LegalCrystal Citation
CourtAllahabad
Decided On
Judge
Reported in18Ind.Cas.948
AppellantSheo Chaudhri and ors.
RespondentSadho Das
Excerpt:
hindu law - adverse possession against widow--whether adverse against reversioner. - .....sadho, is the brother of madho and as such is entitled to succeed to the property after the widow's death. the appellants vendor, ram ratan, appears to have been in possession after the death of madho and it is claimed on his behalf that ram ratan's possession since the death of madho bars the claim of the plaintiff. the person who was entitled to possession upon the death of madho, was his widow, musammat ratni. adverse possession against the widow had the effect of extinguishing the widow's right and vesting it in the person who was in adverse possession.. that right come to an end on the death of the widow and, therefore, the reversioner became entitled to possession on the widow's death. it has been held by their lordships of the privy council in runchordas v. parvatibai 23 b......
Judgment:

Banerji, J.

1. This was a suit for possession of property left by one Madho, who has been found to have been separate from the other members of his family.

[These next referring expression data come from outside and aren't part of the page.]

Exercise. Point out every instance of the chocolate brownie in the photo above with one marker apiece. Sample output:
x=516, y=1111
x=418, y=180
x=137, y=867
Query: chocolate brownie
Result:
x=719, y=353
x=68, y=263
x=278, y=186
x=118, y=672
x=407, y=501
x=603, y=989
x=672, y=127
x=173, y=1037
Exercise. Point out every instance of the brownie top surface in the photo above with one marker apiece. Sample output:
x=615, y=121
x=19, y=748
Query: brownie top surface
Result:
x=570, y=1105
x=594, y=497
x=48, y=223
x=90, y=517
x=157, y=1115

It has also been found that the property in question was Madho's separate property and was acquired by him. Madho died in 1899, leaving a widow, Musammat Ratni, who died on March 26th, 1911. The plaintiff, Sadho, is the brother of Madho and as such is entitled to succeed to the property after the widow's death. The appellants vendor, Ram Ratan, appears to have been in possession after the death of Madho and it is claimed on his behalf that Ram Ratan's possession since the death of Madho bars the claim of the plaintiff. The person who was entitled to possession upon the death of Madho, was his widow, Musammat Ratni. Adverse possession against the widow had the effect of extinguishing the widow's right and vesting it in the person who was in adverse possession.. That right come to an end on the death of the widow and, therefore, the reversioner became entitled to possession on the widow's death. It has been held by their Lordships of the Privy Council in Runchordas v. Parvatibai 23 B. 725; 26 I.A. 71 that adverse possession against the widow is not adverse possession against the reversioners; and this case has been followed by this Court in Amrit Dhar v. Bindesri Prasad 23 A. 448; A.W.N. (1901) 133 and Jhamman Kunwar v. Tiloki. 25 A. 435; A.W.N. (1903) 93. The plea of limitation, therefore, has been rightly overruled. It is next contended that as the name of the appellant's vendor was entered in the revenue papers, he is protected by the principle of the provisions of Section 41 of the Transfer of Property Act. It is not asserted on his behalf that he made any inquiry other than an inquiry as to the entry of names in the revenue papers. If he had made further inquiry, he could easily have discovered that the property belonged to Madho and that his own vendor had no title to convey an absolute estate to him. He cannot, therefore, claim that the plaintiff was estopped from asserting the right, which, undoubtedly, existed in him. I dismiss this appeal.